Edward Everett himself said afterwards, "I should be glad if I could flatter myself that I came as near to the central idea of the occasion, in two hours, as you did in two minutes." Others weren't nearly as kind. The Chicago Times, a paper with a heavily Democratic editorial board, wrote, "The cheek of every American must tingle with shame as he reads the silly, flat and dishwatery utterances of the man who has to be pointed out to intelligent foreigners as the President of the United States." But love it or loathe it, Lincoln got one thing wrong. The world would long remember what was said here. Because while between them Vicksburg and Gettysburg would prove to be military turning points in the war, this speech would prove to be a political turning point. Lincoln was beginning to reframe the conflict.

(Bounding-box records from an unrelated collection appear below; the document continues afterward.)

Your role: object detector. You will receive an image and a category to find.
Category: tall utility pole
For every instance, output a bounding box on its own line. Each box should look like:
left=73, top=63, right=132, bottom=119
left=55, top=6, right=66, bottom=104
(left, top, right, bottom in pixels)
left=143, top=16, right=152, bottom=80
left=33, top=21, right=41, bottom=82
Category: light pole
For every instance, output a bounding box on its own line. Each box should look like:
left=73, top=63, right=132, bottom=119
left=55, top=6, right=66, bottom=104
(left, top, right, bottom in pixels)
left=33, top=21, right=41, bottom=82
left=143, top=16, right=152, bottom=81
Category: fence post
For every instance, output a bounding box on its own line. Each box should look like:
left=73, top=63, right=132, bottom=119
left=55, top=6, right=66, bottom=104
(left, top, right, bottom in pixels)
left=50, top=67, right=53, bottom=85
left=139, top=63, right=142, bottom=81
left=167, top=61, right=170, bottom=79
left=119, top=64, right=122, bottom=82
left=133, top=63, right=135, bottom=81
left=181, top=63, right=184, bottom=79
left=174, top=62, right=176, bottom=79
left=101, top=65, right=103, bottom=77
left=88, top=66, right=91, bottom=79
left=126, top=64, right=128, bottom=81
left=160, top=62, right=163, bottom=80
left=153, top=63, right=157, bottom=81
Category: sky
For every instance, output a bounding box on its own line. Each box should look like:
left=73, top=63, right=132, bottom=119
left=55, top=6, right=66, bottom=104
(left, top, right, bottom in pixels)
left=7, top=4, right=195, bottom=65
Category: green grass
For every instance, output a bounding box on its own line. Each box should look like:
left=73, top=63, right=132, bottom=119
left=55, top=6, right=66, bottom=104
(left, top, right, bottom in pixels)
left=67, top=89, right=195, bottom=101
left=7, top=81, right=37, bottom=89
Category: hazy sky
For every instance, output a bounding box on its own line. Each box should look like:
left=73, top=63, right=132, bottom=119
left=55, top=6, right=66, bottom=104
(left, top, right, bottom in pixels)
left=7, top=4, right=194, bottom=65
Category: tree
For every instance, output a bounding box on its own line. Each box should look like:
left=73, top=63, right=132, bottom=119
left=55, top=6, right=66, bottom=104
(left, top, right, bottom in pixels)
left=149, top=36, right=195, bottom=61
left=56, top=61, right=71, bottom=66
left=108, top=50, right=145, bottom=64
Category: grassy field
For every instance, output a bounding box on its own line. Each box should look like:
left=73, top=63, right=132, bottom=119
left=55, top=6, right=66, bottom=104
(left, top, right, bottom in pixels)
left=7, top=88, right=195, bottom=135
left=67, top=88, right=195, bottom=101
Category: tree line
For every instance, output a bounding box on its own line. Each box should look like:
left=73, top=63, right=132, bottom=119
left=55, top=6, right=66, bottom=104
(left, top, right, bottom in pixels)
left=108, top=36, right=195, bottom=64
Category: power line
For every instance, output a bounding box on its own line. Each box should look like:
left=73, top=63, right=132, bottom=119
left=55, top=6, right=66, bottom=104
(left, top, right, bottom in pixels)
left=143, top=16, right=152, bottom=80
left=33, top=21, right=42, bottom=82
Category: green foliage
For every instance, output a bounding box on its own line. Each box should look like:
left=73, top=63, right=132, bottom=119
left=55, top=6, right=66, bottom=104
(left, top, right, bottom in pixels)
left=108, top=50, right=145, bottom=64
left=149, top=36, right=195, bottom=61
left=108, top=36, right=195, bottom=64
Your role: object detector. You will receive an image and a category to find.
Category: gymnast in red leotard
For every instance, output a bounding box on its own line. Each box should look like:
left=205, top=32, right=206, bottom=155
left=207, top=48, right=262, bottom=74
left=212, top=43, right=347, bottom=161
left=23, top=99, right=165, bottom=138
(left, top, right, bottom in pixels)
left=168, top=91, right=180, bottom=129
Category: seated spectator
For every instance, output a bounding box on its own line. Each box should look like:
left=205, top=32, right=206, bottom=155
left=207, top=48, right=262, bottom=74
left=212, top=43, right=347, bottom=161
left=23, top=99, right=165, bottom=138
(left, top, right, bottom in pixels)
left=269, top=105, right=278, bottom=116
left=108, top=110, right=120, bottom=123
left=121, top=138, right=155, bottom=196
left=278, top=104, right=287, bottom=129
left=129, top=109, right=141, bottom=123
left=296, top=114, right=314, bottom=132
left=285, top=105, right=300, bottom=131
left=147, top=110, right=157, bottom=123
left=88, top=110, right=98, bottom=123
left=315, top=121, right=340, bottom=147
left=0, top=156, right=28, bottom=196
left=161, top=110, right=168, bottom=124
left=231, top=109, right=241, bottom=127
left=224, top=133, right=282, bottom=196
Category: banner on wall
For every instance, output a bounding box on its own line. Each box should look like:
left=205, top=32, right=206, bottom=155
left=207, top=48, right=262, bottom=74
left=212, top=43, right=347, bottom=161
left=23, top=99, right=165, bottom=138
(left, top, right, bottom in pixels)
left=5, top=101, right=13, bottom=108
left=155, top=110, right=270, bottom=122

His opening phrase, describing America as a nation "conceived in liberty, and dedicated to the proposition that all men are created equal," is a "take that" aimed directly at the President of the Confederacy, Jefferson Davis. Davis, and his Vice-President, Alexander Stephens, characterized their nation as a union between States, and that only. The people have no business in the business of their nation, except second-hand, as citizens of their State. Also, "all men are created equal," a phrase drawn directly from the Declaration of Independence, stands in direct counterpoint to an address by Alexander Stephens, where he said, "Our new Government is founded upon exactly the opposite ideas; its foundations are laid, its cornerstone rests, upon the great truth that the negro is not equal to the white man, that slavery, subordination to the superior race, is his natural and normal condition."

Here, he makes the distinction plain, without coming right out and saying it: this war must become a war for freedom. It must become the Final Solution to the Slavery Question. Too much has been paid, too many have been lost, for this war to merely be about recovering territory. It must become bigger than that, it must become better than that. The sentiment caught, and spread like wildfire.



What had been a war to restore the Union was becoming a crusade for human liberty. In some people's eyes it had always been such, for others, they'd be slow in coming around. But come around they would.

They'd paid too much and bled too deeply for it to be anything else.